Dispersals and diversification offers linguistic and archaeological perspectives on the disintegration of Proto-Indo-European, the ancestor of the Indo-European language family. Two chapters discuss the early phases of the disintegration of Proto-Indo-European from an archaeological perspective, integrating and interpreting the new evidence from ancient DNA. Six chapters analyse the intricate relationship between the Anatolian branch of Indo-European, probably the first one to separate, and the remaining branches. Three chapters are concerned with the most important unsolved problems of Indo-European subgrouping, namely the status of the postulated Italo-Celtic and Graeco-Armenian subgroups. Two chapters discuss methodological problems with linguistic subgrouping and with the attempt to correlate linguistics and archaeology.

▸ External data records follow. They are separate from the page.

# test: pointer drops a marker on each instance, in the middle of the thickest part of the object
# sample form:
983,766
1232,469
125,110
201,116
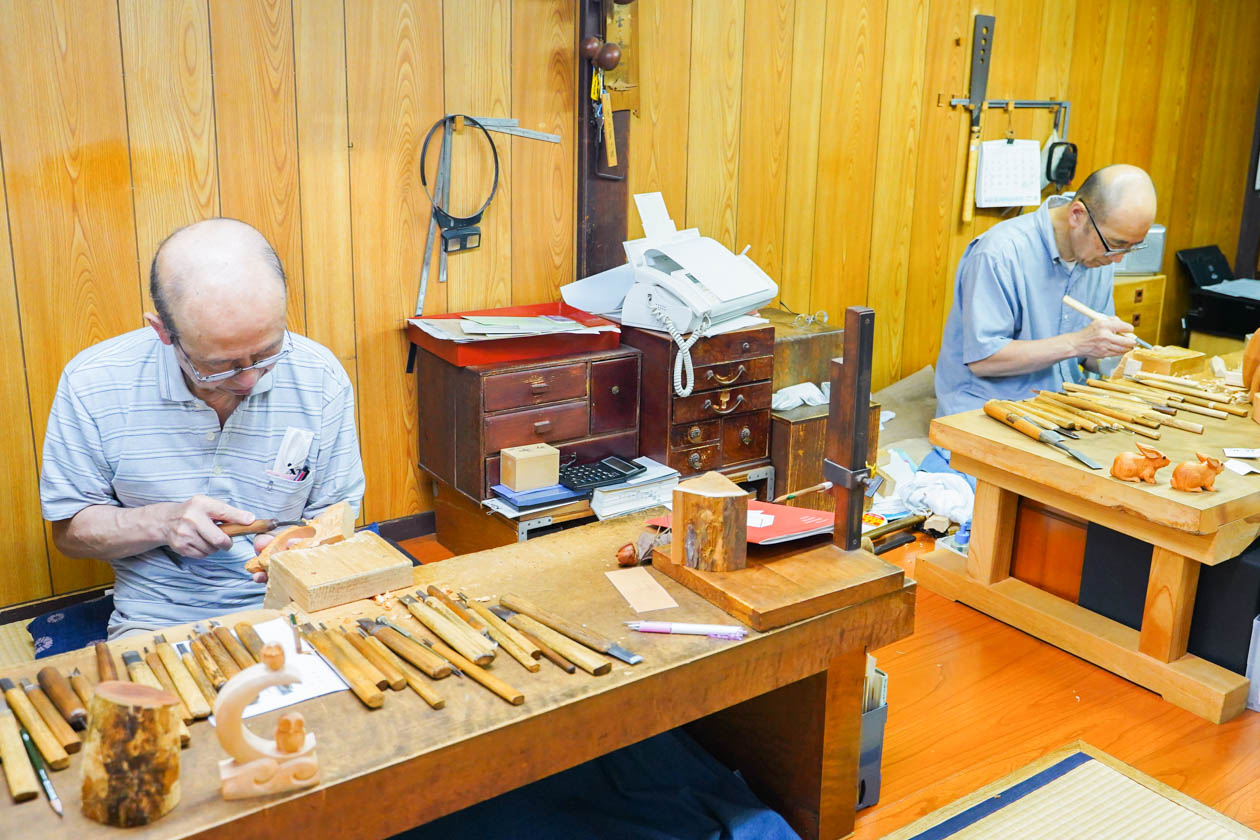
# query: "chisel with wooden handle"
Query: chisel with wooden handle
62,694
49,747
587,637
1051,438
18,771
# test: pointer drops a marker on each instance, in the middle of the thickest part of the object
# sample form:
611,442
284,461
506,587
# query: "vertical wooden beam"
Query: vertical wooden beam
1169,605
993,533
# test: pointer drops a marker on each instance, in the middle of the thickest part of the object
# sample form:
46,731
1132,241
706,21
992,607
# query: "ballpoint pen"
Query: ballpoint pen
40,771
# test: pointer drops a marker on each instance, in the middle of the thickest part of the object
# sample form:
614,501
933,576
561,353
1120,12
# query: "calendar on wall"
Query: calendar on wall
1008,174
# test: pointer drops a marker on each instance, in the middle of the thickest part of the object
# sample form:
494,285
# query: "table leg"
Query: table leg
799,746
1169,605
993,533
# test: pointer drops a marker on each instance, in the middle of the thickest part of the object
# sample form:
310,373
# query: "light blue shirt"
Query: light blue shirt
1009,285
126,431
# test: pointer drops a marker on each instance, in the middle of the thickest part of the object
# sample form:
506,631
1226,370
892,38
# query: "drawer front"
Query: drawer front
745,437
521,388
716,403
698,460
688,435
614,394
624,445
745,344
561,422
728,374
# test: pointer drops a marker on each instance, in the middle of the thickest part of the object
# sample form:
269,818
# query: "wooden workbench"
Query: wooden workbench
1186,530
781,707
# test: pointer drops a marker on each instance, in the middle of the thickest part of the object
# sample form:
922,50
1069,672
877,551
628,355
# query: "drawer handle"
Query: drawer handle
708,403
727,380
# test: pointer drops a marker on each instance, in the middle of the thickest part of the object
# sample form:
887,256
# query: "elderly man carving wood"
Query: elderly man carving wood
213,413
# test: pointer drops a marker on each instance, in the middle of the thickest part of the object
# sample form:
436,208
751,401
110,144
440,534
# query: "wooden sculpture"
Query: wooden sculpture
258,766
1139,466
1196,477
131,754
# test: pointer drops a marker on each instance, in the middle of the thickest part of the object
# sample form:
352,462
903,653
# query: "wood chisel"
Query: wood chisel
576,632
1046,436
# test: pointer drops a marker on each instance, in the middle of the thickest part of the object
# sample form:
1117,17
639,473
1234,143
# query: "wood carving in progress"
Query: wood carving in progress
258,766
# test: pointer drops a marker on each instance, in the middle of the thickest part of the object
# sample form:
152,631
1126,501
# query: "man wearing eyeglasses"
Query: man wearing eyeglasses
1008,331
212,413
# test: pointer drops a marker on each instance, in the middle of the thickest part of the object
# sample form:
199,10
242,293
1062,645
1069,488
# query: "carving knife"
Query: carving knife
1046,436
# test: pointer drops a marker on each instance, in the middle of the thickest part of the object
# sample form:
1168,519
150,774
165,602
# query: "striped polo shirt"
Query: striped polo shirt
125,430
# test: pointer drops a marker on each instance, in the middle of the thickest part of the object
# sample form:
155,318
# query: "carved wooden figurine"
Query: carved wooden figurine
1196,477
131,754
1139,466
260,766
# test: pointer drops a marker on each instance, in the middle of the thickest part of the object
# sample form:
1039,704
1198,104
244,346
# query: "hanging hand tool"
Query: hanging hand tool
1053,438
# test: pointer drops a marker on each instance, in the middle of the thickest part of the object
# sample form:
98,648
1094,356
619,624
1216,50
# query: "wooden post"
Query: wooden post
711,524
131,757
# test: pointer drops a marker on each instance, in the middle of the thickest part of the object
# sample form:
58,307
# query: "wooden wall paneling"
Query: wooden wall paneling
905,49
764,120
170,121
324,176
255,107
395,92
478,82
713,119
809,28
659,130
847,153
938,183
68,185
544,98
27,573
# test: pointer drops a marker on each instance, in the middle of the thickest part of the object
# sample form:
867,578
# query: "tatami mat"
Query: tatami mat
1079,792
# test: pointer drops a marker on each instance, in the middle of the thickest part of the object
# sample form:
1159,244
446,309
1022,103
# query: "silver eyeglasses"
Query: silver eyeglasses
234,372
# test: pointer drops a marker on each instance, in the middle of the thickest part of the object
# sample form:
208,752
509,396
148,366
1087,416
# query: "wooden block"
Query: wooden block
529,467
328,576
788,582
711,524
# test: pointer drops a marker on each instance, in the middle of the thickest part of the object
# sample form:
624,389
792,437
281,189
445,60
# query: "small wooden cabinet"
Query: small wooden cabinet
725,422
586,406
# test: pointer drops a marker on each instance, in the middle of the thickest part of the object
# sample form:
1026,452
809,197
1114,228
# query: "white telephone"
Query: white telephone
686,282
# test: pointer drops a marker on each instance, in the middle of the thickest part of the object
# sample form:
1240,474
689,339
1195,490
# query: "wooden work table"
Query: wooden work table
781,707
1185,529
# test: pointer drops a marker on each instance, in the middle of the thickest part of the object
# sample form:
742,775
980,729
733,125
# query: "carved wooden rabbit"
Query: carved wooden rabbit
1139,466
1196,477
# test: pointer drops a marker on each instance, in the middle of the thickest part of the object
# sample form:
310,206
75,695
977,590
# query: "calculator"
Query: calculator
600,474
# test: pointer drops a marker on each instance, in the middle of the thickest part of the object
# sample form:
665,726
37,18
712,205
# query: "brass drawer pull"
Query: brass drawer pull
727,380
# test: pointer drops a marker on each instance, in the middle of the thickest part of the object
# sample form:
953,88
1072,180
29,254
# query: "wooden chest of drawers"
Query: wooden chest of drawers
726,420
586,406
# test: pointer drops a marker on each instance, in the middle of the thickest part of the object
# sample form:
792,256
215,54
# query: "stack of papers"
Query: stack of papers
648,489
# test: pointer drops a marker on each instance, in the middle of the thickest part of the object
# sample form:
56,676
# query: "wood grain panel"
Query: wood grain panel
68,187
938,212
799,198
25,571
170,120
659,130
713,119
395,91
324,176
478,59
255,107
847,153
543,97
764,120
905,49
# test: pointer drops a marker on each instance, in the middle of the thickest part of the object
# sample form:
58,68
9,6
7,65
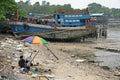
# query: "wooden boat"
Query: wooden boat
68,25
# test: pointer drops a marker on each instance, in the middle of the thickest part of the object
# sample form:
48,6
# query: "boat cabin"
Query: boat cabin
71,18
98,18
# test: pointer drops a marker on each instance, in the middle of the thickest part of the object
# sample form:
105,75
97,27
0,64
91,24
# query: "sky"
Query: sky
80,4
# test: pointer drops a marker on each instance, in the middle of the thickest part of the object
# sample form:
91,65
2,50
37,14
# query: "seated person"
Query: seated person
22,63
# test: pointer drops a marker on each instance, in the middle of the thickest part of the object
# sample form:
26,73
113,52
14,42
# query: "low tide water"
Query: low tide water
110,59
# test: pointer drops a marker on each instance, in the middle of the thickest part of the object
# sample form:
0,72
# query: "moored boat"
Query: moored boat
72,24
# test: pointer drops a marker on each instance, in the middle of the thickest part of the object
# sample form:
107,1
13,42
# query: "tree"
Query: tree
8,7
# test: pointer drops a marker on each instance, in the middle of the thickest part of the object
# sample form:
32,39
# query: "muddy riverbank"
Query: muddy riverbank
72,64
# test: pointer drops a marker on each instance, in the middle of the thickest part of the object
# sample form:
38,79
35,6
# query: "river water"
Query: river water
106,58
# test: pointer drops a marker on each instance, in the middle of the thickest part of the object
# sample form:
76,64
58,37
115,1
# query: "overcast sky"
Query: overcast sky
81,3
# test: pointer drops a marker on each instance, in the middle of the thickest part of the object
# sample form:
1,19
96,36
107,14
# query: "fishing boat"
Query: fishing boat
67,25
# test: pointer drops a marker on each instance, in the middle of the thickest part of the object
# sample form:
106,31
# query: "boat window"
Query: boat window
77,15
74,20
70,15
73,15
66,15
80,15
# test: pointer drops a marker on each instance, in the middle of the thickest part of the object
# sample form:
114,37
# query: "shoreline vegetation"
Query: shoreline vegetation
73,63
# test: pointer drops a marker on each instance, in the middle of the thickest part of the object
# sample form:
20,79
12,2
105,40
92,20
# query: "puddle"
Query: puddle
109,59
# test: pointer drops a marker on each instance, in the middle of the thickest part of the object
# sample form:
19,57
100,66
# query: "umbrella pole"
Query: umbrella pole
52,52
33,57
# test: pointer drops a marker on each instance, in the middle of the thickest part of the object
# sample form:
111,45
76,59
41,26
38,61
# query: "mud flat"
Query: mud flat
72,64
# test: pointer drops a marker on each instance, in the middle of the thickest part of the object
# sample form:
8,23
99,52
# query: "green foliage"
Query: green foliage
7,8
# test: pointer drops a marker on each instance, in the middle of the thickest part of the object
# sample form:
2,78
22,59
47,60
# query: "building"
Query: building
71,18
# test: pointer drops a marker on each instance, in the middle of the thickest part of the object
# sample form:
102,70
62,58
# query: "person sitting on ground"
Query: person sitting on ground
29,60
21,62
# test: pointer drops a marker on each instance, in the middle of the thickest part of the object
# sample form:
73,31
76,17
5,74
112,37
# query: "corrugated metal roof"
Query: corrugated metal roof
97,14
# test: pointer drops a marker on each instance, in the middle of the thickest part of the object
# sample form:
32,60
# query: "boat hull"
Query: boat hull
61,33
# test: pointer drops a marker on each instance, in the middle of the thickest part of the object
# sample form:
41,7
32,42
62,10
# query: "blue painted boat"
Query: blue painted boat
68,25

This is a very enjoyable collection of thirteen papers that combine linguistics and archaeology to determine the prehistory of the Indo-European-speaking peoples. The papers focused mainly on the archaeological side the recent archaeological turn pioneered by David W. Anthony and extend it even further, and Anthony’s own contribution here draws on the ancient DNA evidence that is now beginning to be used by scholars. Some of the papers are more narrowly focused on comparative-linguistic issues, such as Schrijver’s on the inflection of the verb es- ‘be’ and Italo-Celtic, and Rasmus Thorso’s paper on two Balkan IE loanwords.
In spite of progress made in the linguistics–archaeology interface, it is amusing that two of the scholars here proposed essentially opposite explanations for how the Anatolian branch of Indo-European reached Anatolia.